Mark S. McClain, Ph.D.

Research Associate Professor of Medicine
A2200 Medical Center North
1161 21st Ave. North

Bacterial pathogenesis and bacterial protein toxins

Research Information

We are interested in bacterial pathogenesis, with an emphasis in bacterial protein toxins. These proteins play critical roles in infectious diseases. Current studies focus on toxins produced by the human pathogens Helicobacter pylori and Clostridium perfringens. Through studying such toxins, we expect to better understand the molecular events that contribute to disease and to develop therapeutic inhibitors that will be used to treat disease. 

One focus of our studies is the Clostridium perfringens epsilon toxin. C. perfringens is a gram positive, anaerobic bacterium that causes a wide variety of illnesses, ranging from diarrhea to lethal toxemias, in humans and other animals. The epsilon toxin is an extremely potent pore-forming toxin responsible for an often fatal enterotoxemia in animals (particularly livestock, but also possibly in humans). A recent study suggests the toxin contributes to Multiple Sclerosis. Using a high-throughput screen and molecular biological, biochemical, and cell biological techniques, we seek to develop safe and effective inhibitors of the toxin. As we continue to develop inhibitors of the toxin, we also are working to understand the interaction between the toxin and mammalian cells and the cellular responses to the toxin.

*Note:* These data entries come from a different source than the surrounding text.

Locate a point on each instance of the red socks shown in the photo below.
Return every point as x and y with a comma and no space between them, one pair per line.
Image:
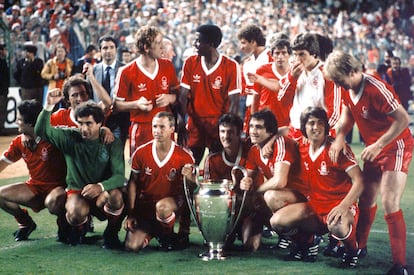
366,219
398,236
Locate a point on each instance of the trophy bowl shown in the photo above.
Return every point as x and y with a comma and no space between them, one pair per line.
212,207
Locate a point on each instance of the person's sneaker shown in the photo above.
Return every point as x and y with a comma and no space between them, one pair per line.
111,239
334,249
350,259
284,242
310,251
268,232
295,253
362,252
23,233
398,269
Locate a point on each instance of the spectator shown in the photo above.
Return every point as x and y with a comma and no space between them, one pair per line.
58,68
400,79
4,85
28,76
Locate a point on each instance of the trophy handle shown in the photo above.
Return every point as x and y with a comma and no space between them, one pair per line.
189,199
233,176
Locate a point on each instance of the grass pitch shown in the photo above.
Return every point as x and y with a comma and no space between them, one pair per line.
41,254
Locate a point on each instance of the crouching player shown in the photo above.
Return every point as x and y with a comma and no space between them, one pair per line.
95,171
47,171
155,188
334,190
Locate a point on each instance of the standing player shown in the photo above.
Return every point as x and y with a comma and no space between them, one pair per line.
306,85
209,79
383,124
95,170
334,190
155,189
47,170
145,87
274,72
252,44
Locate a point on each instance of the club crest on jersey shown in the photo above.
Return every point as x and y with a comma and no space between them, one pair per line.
45,154
364,112
323,171
196,78
142,87
164,83
148,171
172,174
217,83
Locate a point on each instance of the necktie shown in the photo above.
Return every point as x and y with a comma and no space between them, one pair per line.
107,80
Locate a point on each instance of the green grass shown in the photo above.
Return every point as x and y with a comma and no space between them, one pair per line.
43,255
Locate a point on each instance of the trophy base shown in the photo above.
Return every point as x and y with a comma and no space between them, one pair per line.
213,255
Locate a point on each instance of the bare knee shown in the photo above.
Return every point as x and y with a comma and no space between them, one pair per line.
77,210
55,201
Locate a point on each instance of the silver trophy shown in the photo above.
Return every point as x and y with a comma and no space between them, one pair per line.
213,208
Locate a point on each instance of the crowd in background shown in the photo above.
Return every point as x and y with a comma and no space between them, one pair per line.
365,28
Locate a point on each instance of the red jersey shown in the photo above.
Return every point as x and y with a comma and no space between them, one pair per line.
46,164
285,150
133,82
370,108
159,179
269,99
329,182
210,88
63,118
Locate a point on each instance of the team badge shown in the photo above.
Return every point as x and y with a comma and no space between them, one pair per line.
364,112
323,171
148,171
164,83
217,83
44,154
142,87
196,78
172,174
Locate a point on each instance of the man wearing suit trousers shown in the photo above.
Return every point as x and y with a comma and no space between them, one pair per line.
105,73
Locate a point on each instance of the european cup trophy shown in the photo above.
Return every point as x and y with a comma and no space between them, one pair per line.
213,208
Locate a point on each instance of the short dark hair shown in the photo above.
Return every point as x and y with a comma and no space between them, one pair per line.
168,115
252,33
308,42
107,38
232,120
269,119
90,48
280,44
317,112
90,108
210,34
30,110
76,80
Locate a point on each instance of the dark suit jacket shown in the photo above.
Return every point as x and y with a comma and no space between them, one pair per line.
115,120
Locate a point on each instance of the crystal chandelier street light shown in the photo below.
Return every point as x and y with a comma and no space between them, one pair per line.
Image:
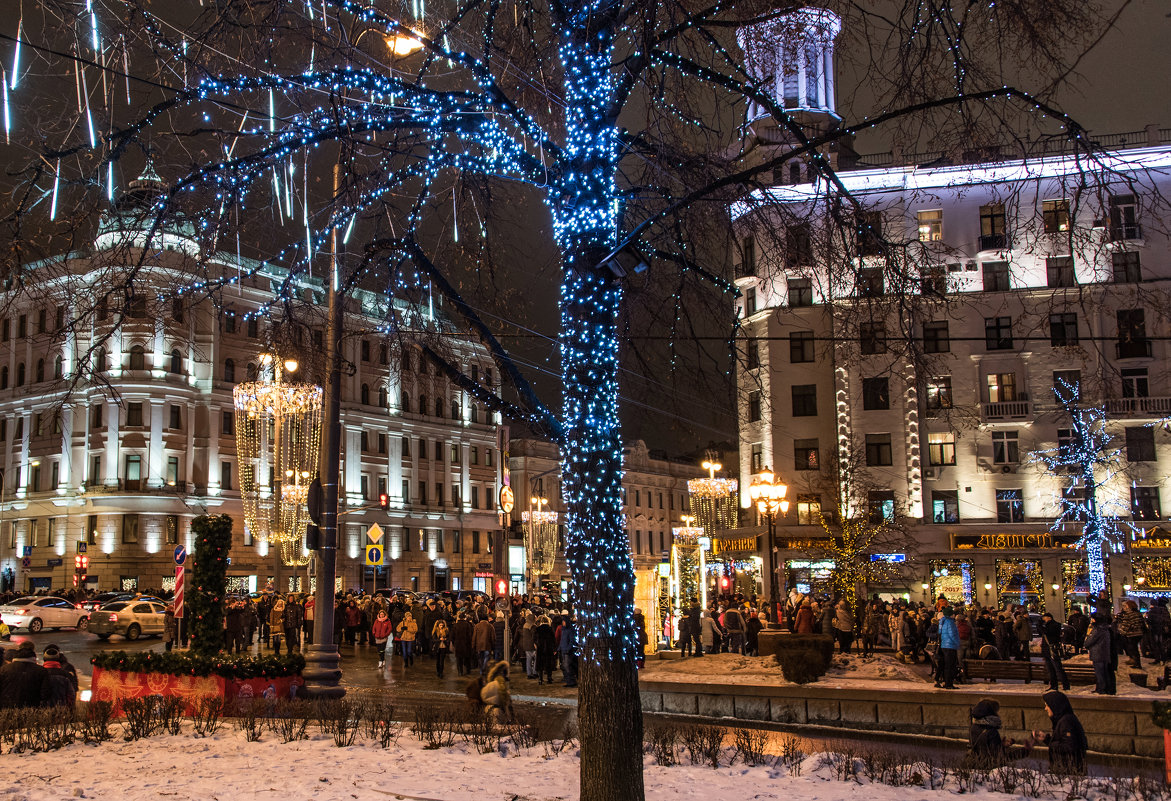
278,438
768,494
540,539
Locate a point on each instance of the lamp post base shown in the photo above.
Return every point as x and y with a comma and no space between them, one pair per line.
322,671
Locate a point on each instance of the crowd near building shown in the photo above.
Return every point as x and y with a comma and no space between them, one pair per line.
905,336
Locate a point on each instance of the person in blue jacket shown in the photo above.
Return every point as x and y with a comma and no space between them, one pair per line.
949,650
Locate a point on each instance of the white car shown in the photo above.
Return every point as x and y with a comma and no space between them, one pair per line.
34,614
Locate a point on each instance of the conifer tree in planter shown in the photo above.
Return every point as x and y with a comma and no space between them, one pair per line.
209,583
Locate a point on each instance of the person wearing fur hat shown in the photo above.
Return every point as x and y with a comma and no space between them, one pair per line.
495,695
22,682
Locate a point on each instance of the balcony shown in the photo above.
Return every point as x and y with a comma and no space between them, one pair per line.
1134,349
1155,408
1005,410
993,241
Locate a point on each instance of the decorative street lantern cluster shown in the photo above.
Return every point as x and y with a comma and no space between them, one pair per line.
540,539
278,438
768,494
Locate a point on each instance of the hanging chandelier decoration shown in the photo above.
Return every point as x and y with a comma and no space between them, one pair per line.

A second focus of our studies is the gram negative bacterium Helicobacter pylori, an organism associated with peptic ulcers and gastric cancer in humans. Two proteins secreted by H. pylori are VacA and CagA. VacA is a secreted pore-forming toxin with a variety of effects on epithelial cells. CagA is a protein that is translocated directly from the bacterial cytoplasm into the cytoplasm of host epithelial cells through a specialized secretion apparatus. Using molecular biological, biochemical, and cell biological techniques, our current studies focus on structure-function relationships of the VacA toxin, the type IV secretion apparatus required for CagA secretion, and efforts to identify proteins other than CagA that are translocated by the H. pylori CagA secretion apparatus. As a result of these studies, we hope to better understand the contribution of H. pylori to peptic ulcers and gastric cancer.